Pikes Peak : La course vers les nuages

Vous êtes captivés par les courses automobiles, quel que soit le revêtement du terrain, les machines survitaminées, les motos, … Imaginez tous ces ingrédients mécaniques réunis dans une seule course spectaculaire : Pikes Peak International Hill Climb.

Cette course de légende, surnommée « La course vers les nuages », s’élance sur la montagne de Pikes Peak, aux Etats-Unis, tous les ans à la fin du mois de Juin. La première édition de Pikes Peak International Hill Climb fut organisée à l’initiative de l’hôtelier Spencer Penrose, qui avait financé l’aménagement de la route, dans le but d’accroître le tourisme de l’automobile dans la région. Le vainqueur de la montée chronométrée initiale fut donc réalisée par Rea Lentz, jeune pilote de 22 ans, au volant de sa Romano Demon Special, le 12 août 1916 en 20min 55s 60.

Au fil des années, Pikes Peak s’est fait une place dans le milieu des courses automobiles. Pikes Peak est la troisième plus ancienne course automobile de côte encore courue aux Etats-Unis dont la première épreuve a eu lieu en 1916, précédée par les 500 miles d’Indianapolis (1911) et la Course de côte du Mont Washington (1904).

Le tracé de cette course mythique offre pas moins de 156 virages sur une distance de 19,93 km. A la genèse, seulement une partie du parcours était bitumée. Depuis 2012, toute la piste est recouverte d’asphalte ce qui modifie le profil de l’épreuve et explique, en partie, la différence de chrono entre les premiers records et ceux actuels. Le coup d’envoi de la course est donné à 2865 mètres d’altitude et se termine 1440 mètres plus haut, avec une vitesse moyenne ahurissante d’environ 150 km/h, des drifts et travers de folies, et bien sûr, le tout à quelques mètres du vide sans barrière de sécurité. De plus, la différence d’altitude joue un rôle important sur les moteurs puisque la pression de l’air au sommet du massif Pikes Peak entraîne une perte de puissance.
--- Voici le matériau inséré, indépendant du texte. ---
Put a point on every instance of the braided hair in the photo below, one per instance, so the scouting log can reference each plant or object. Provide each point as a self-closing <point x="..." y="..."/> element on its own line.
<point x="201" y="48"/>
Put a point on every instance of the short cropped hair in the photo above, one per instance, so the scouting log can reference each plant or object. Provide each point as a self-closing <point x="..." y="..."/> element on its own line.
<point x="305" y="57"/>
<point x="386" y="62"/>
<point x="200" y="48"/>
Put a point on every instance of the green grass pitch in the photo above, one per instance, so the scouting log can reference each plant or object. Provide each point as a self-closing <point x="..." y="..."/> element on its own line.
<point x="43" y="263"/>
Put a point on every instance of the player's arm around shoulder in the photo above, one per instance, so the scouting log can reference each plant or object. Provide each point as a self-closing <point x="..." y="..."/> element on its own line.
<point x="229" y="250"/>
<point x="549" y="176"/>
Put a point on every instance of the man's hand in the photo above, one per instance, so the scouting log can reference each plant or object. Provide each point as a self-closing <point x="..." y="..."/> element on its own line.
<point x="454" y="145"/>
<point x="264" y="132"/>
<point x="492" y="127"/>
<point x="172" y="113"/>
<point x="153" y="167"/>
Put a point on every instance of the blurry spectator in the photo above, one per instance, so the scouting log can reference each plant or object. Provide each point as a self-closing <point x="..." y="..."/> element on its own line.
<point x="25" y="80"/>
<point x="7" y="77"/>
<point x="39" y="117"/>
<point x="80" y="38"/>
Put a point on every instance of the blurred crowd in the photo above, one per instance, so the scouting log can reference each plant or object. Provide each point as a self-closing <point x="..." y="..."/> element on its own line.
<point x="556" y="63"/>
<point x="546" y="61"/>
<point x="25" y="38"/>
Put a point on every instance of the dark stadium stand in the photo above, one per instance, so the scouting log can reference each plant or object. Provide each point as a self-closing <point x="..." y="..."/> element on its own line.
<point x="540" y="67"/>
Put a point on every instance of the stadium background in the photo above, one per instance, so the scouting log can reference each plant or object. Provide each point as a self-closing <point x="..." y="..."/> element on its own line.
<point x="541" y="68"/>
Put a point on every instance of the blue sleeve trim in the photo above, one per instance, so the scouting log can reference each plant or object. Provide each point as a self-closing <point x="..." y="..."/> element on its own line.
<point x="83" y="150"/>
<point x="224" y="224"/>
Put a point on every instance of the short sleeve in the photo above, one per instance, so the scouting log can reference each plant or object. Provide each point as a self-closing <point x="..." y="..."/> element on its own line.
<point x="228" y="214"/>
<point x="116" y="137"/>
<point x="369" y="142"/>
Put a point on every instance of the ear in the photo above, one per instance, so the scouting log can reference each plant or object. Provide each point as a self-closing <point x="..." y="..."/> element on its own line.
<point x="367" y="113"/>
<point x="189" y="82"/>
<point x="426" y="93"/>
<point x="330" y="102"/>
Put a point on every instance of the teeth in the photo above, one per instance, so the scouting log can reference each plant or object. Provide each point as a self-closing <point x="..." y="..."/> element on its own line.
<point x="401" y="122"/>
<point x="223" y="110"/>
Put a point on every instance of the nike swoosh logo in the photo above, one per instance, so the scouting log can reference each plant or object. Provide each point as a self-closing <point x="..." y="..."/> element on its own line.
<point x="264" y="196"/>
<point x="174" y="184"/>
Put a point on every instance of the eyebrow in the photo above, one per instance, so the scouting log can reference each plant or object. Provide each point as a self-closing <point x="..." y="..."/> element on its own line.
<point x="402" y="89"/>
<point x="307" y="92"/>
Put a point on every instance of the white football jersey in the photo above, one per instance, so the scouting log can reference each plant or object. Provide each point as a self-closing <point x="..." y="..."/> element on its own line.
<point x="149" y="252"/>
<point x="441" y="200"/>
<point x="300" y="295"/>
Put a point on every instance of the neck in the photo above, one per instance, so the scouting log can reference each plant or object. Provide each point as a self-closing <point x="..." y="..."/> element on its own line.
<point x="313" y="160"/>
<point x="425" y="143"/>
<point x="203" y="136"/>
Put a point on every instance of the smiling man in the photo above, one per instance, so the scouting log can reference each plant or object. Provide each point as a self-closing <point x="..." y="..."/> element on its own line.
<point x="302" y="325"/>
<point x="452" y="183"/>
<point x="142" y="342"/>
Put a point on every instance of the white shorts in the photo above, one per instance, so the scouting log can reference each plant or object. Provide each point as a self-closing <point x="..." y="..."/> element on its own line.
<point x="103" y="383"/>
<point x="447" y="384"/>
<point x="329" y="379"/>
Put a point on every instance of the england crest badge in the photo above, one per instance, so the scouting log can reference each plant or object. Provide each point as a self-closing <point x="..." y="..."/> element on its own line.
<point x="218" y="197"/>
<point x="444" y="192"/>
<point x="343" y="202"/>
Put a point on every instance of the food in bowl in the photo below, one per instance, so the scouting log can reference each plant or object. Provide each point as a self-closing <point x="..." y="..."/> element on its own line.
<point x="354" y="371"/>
Justement le temps de parler mécanique est arrivé, aujourd’hui on ne dénombre pas moins de 20 catégories d’engins tout aussi puissants qu’originaux dont des motos, quads, camions, véhicules électriques,… (ce qui représente environ 100 pilotes). Mais deux divisions sortent du lot : « Unlimited » et « Open Wheel » ceux sont-elles qui assurent le spectacle. Etant donné le parcours sablonneux et le rapport poids puissance de ces monstres se rapprochant de 1ch/kg, ceux-ci sont armés d’imposants ailerons à l’avant comme à l’arrière, afin de les ancrer dans le bitume. Ces apparats en ont fait une particularité de la course de côte de Pikes Peak.

Afin de rendre célèbre cette course de côte, Jean-Louis Mourey a immortalisé Ari Vatanen au volant de sa Peugeot 405 T16, en réalisant un documentaire filmé on-board et par hélicoptère, intitulé Climb Dance. Ce film a été primé au Festival de Chamonix en 1990 ainsi que dans divers festivals américains. Lors du visionnage de la vidéo vous serez certainement captivé par l’incroyable maîtrise et sang-froid du pilote passant à quelques centimètres du ravin. Même si le danger est réel à bord de ces bolides hors normes, les accidents restent rares, 6 morts sont à déplorer sur ces 100 années de compétition.

De nombreux pilotes de rallye célèbres ont participé à cette course notamment Michèle Mouton (Audi Quattro S1), Bobby Unser, Ari Vatanen (Peugeot 405 T16),… dans les années 80. Lors de la 91ème édition de la mythique course de côte, Sébastien Loeb, au volant de la Peugeot 208 T16, a atomisé le record de Pikes Peak International Hill Climb, en 8min 13s 878 !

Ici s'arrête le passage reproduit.